There are many versions of the theory on generalized functions. The most famous one is the distribution theory of Schwartz, where test functions are smooth and compactly supported. In the Schwartz's theory, the expression $$\int_0^\infty \delta(x) dx = \langle\delta, \chi_{[0,\infty)}\rangle,$$ where $\chi$ is the indicator function, is undefined since $\chi_{[0,\infty)}$ is not smooth. However, the prescription(?) of setting $\int_0^\infty \delta(x) dx = \frac12 $ is very useful in physics, and I want to make this expression rigorous.
Another famous theory of generalized function is the hyperfunction theory of Sato. Hyperfunctions can be regarded as differences of boundary values of two holomorphic functions on upper and lower half plane. As far as I know, the integral $$\int_a^b f(x) dx$$ of a hyperfunction $f$ is defined only if $f$ is real analytic on two endpoints $a$ and $b$. However, the hyperfunction $\delta(x)$ is not real analytic at 0, and the integral $\int_0^\infty \delta(x) dx$ is not defined.
Is there any way to make rigorous meaning to $\int_0^\infty \delta(x) dx$?
In the distribution theory the $\delta $ is the Dirac measure at zero, that is
$$ \delta (A)=\int_{\mathbb{R}}\mathbf{1}_{A}(x)\delta (d x)=\begin{cases} 1,&0\in A\\ 0,&\text{ otherwise } \end{cases} $$
And in general
$$ \int_{\mathbb{R}}f(x) \delta (d x)=f(0) $$
for any measurable function $f$, smooth or not.

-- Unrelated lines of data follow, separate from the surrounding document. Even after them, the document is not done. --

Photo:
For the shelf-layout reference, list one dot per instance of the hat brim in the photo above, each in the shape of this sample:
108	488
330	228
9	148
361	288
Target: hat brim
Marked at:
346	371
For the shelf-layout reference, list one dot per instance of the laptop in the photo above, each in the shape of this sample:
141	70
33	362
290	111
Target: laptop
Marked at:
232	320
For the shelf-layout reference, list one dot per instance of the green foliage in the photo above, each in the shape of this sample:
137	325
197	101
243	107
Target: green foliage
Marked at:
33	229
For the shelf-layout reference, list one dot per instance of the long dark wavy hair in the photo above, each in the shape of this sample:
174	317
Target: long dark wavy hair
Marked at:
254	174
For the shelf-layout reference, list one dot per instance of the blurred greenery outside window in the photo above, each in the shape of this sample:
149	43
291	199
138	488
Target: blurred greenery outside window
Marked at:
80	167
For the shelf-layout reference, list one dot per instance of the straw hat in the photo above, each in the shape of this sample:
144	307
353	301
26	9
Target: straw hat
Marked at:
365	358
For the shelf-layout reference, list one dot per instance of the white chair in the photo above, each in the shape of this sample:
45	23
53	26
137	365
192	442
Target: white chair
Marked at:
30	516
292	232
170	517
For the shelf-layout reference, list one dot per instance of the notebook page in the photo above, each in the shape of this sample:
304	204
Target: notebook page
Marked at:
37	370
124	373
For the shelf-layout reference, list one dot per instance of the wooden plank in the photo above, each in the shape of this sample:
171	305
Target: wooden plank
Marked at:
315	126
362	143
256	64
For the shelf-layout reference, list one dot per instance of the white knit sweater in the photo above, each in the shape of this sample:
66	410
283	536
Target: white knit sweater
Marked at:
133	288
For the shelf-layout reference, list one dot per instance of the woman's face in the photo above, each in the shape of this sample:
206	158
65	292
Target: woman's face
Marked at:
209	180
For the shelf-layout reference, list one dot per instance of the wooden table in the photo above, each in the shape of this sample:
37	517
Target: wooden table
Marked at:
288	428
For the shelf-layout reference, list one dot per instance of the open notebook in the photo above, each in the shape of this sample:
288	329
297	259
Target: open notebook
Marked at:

By abuse of notation usually $\delta $ is written as a "function" in the integrand instead of a measure, writing $\delta (x)\,d x$ instead of $\delta (dx)$.
If you want that $\int_{\mathbb{R}}\mathbf{1}_{[0,\infty )}(x)\delta (x)dx=\frac1{2}$ then you can set $\delta (x)\,d x:=\frac1{2}\delta (dx)$.